This study adheres to a double-blinded design, ensuring that both the study staff (excluding those engaged in drug preparation) and the patients remain unaware of the treatment assignments.

Procedure for unblinding if needed {17b}

Emergency unblinding can be performed at any time if patients experience severe adverse events or unexpected worsening of their clinical status, as deemed necessary by the principal investigator or the sponsor. Participants are provided with “In case of emergency” cards, which should be carried at all times during the study and include an emergency phone number. The researcher must record the date, location, reason, person responsible for unblinding, main investigator, and relevant personnel in charge of the drug clinical trial institution. These details should be documented in the case report form (CRF). Subjects who undergo emergency unblinding will be considered as withdrawal cases.

Plans for assessment and collection of outcomes {18a}

Clinical data, including patient admission information, demographic data, laboratory blood examinations, and imaging examinations, will be collected from the electronic medical record (EMR). The CRFs will be initially filled out on paper and then entered into Microsoft Excel by the associated researchers. The follow-up period will last for 90 days, during which the researchers will record all medical data and laboratory results from any hospital visits. At the end of the follow-up period, the patients will be interviewed via telephone.

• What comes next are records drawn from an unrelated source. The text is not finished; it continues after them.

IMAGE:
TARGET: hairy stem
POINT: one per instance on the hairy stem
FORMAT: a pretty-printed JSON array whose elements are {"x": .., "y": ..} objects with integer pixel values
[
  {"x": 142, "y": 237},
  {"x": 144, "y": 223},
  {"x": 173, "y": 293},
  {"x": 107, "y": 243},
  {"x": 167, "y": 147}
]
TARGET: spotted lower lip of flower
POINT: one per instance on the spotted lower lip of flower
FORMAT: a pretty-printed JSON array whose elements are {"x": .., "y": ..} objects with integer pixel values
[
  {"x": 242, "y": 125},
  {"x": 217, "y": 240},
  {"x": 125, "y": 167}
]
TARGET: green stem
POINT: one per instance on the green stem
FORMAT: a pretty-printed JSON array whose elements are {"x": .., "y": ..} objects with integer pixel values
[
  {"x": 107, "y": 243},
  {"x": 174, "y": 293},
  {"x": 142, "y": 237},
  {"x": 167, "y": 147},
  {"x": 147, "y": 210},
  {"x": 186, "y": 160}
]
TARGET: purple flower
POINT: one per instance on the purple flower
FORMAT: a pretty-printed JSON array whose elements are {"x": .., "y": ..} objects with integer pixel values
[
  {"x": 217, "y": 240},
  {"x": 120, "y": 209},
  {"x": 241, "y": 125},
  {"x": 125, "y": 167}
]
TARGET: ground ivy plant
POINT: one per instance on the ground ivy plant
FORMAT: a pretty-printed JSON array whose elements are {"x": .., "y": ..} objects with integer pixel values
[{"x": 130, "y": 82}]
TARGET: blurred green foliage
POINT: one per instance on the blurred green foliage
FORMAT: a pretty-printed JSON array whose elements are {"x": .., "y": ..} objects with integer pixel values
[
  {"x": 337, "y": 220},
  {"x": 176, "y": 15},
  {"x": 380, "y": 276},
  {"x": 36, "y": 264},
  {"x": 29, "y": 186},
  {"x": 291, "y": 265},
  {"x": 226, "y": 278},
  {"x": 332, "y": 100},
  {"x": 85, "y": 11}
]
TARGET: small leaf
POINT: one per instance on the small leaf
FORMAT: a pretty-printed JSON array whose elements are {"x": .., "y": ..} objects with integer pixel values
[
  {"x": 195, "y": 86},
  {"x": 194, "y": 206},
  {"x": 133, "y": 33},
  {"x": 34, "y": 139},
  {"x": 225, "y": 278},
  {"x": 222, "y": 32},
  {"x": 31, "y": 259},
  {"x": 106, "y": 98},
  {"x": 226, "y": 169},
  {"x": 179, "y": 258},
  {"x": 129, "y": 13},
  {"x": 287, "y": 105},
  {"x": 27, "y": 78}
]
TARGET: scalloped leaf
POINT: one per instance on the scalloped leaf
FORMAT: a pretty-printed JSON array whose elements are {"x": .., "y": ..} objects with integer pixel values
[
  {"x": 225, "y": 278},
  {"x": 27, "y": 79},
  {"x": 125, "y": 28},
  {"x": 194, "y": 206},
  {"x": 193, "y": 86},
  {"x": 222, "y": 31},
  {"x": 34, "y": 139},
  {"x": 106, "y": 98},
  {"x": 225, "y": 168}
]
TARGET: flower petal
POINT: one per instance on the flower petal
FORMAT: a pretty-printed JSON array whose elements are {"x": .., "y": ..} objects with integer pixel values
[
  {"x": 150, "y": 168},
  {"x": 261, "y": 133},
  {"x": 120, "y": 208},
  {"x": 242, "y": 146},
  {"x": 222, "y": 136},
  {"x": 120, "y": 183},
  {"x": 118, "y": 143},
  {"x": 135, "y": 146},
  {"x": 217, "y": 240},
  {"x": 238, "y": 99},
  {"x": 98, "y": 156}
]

Plans to promote participant retention and complete follow-up {18b}

Telephone follow-up will be systematically conducted to prompt patients to attend follow-up appointments at 30 and 90 days post-surgery. Additionally, the trial will offer patients financial assistance, encompassing travel expenses and accommodations.

Data management {19}

Patient data will be initially sourced from the Electronic Medical Record (EMR) and subsequently transcribed onto the Case Report Form (CRF). The patient data will be securely stored in Excel format on a computer. The CRF will meticulously capture specific details of adverse events (AEs) experienced by the patients.

To ensure the quality of trial data, we employ data range checks. Prior to the commencement of the trial, expected ranges for each measurement variable are established, grounded in prior research, clinical guidelines, or professional consensus. These ranges are designed to be both reasonable and aligned with clinical practice. Pre-data entry, range checks are executed to eliminate potential human errors. Post data entry, the utilization of graphical tools and visualization methods such as histograms and box plots aids in identifying outliers or issues with data distribution. We also have dedicated data monitors who randomly inspect the CRFs completed by study personnel. Any identified outliers will be promptly documented and reported.

Confidentiality {27}

The original Case Report Forms (CRFs) and Informed Consent Forms (ICFs) will be securely stored in a locked filing cabinet within the Department of Cardio-Thoracic Surgery at Nanjing Drum Tower Hospital, The Affiliated Hospital of Nanjing University Medical School. Only data monitors possess the authorization to access and review the hard-copy documents within the filing cabinet. Patient identification details will not be disclosed in any publications. Following the publication of the article, trial data will be shared with other researchers through secure electronic means, such as email, to facilitate international prospective meta-analyses.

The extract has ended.